Mutabakatın bu kadar uzun sürmesinin asıl maddesi ise Filistin'de, Gazze'de yaşayanların günlük yaşamında karşı karşıya kaldığı zorluklardır, izolasyondur ve dış dünyadan gerekli yardımları İsrail'in engellemesinden dolayı elde edememesidir. Bu hususta uzun uzun görüşmeler yapıldı ve nihayet burada bir karara varılmış durumda. Bu amaca yönelik önümüzdeki cuma günü ilk gemimiz İsrail'in Aşdod Limanı'na 10 bin tonu aşkın insani yardım ile hareket edecektir. Dolayısıyla oradaki ambargo da Türkiye'nin öncülüğünde ortadan kalkmış oluyor.
Gazze'de Filistinli kardeşlerimiz çok sıkıntı çektiler. Böylece onlara bir nefes alma imkanını bu mutabakatla sağlamış oluyoruz. Bugüne kadar olduğu gibi Türkiye, Filistin'in haklı davasının arkasında olacak ve her platformda Filistinlilerin devlet olma hakları dahil haklarını savunmaya devam edecek. Bunun bilinmesinde fayda var. Bu mutabakatla birlikte İsrail ile ilişkiler normalleşmiş oluyor.
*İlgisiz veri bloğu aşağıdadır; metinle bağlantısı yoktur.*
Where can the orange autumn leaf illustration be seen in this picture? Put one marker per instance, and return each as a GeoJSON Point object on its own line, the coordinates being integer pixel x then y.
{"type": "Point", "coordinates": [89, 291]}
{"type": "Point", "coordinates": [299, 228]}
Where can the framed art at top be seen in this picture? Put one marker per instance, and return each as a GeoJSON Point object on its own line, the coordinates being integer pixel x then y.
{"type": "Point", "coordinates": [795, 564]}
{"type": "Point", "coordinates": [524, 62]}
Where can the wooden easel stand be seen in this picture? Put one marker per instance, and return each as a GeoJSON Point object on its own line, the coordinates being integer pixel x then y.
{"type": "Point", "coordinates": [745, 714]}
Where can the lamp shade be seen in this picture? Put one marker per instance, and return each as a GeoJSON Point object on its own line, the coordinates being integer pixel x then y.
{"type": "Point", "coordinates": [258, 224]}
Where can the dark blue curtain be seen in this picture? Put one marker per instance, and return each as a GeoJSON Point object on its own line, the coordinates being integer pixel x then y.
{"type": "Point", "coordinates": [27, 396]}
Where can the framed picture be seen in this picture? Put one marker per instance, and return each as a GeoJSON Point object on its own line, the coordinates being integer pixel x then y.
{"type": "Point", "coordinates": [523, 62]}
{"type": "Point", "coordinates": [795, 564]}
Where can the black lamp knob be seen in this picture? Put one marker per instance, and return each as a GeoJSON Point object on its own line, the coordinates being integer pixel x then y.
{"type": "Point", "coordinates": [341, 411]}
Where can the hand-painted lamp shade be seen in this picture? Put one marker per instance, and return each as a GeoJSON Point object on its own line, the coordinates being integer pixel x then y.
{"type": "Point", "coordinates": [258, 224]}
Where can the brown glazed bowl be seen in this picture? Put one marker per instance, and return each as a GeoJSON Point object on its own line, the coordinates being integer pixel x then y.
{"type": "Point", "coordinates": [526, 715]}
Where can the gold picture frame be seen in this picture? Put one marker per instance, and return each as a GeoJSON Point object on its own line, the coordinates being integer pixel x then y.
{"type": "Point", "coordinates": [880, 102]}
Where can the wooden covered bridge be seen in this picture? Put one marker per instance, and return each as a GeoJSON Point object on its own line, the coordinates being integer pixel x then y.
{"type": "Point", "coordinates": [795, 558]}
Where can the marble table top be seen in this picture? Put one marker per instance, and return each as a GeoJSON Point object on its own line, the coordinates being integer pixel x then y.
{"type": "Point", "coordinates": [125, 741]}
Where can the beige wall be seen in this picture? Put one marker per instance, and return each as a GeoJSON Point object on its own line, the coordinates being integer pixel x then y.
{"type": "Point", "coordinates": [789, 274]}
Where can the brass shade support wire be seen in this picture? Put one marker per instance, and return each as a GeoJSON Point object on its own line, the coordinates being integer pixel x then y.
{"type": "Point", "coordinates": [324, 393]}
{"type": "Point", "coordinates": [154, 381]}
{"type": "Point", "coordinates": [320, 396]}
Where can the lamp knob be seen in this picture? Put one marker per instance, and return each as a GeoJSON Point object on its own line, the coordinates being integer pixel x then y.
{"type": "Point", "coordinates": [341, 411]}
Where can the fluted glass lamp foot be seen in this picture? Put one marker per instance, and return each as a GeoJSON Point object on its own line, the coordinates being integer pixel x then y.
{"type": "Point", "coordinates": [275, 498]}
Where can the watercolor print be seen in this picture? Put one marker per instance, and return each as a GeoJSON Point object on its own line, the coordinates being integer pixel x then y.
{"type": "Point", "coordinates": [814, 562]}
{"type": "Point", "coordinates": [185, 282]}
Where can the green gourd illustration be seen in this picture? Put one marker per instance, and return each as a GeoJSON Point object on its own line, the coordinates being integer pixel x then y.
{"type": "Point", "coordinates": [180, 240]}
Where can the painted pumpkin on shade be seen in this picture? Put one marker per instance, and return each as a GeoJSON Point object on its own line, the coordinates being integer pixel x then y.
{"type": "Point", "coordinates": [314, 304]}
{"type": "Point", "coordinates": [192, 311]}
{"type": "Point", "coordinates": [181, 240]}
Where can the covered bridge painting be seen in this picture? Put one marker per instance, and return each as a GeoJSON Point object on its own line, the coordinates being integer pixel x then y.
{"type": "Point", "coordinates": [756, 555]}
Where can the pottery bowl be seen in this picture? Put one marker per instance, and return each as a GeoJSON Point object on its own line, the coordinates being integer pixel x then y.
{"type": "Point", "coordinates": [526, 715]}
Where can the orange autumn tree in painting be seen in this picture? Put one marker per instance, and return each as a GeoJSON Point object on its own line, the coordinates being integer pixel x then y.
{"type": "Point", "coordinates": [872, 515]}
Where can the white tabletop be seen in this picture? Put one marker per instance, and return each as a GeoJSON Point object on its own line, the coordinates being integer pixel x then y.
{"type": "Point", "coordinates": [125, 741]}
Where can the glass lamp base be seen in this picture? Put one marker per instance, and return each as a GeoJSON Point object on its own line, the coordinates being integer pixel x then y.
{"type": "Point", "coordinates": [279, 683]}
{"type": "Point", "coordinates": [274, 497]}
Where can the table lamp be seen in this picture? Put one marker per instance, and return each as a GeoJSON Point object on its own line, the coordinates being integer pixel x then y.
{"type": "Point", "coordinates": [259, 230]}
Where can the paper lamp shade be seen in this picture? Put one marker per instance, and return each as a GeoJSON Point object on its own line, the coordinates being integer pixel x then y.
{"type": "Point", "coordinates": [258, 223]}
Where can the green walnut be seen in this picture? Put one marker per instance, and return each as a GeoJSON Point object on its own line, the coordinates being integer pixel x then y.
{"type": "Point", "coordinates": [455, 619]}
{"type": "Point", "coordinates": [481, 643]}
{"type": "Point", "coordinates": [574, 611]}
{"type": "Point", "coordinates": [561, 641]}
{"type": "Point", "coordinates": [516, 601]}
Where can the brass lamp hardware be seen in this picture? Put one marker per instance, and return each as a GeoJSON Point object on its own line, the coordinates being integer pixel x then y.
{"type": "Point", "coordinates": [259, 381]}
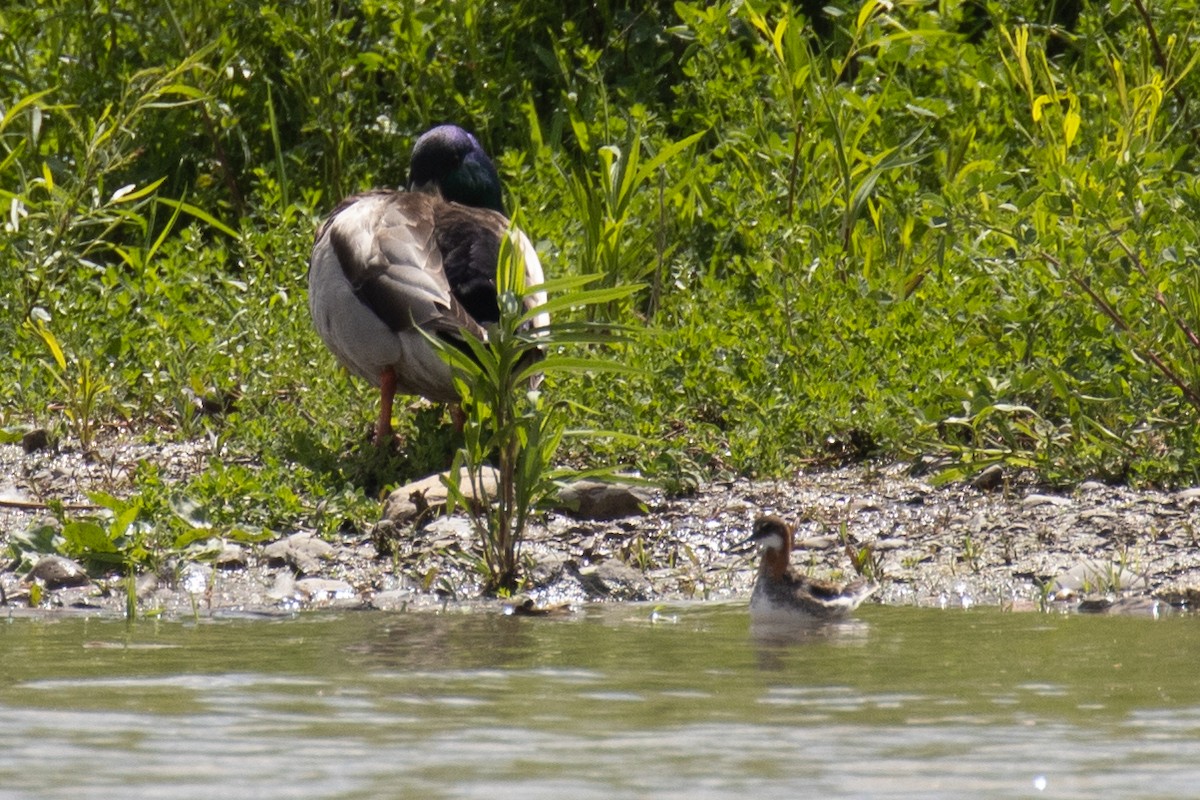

Mavi Marmara ile Gazze bölgesi başta olmak üzere Filistin'e uygulanan ambargo Türkiye'nin öncülüğünde büyük ölçüde kalkmış oluyor. En önemlisi de İsrail'in 2010'da gerçekleşen bu baskından dolayı Türkiye'den özür dilemesi."
ERDOĞAN'A TEŞEKKÜR
Yıldırım, anlaşmanın bugüne gelmesinde emek veren Dışişleri Bakanı Mevlüt Çavuşoğlu ve ekibi ile büyük iradeyi ortaya koyan, bu konudaki kararlılığından asla geri adım atmayan Cumhurbaşkanı Erdoğan'a da şükranlarını sundu.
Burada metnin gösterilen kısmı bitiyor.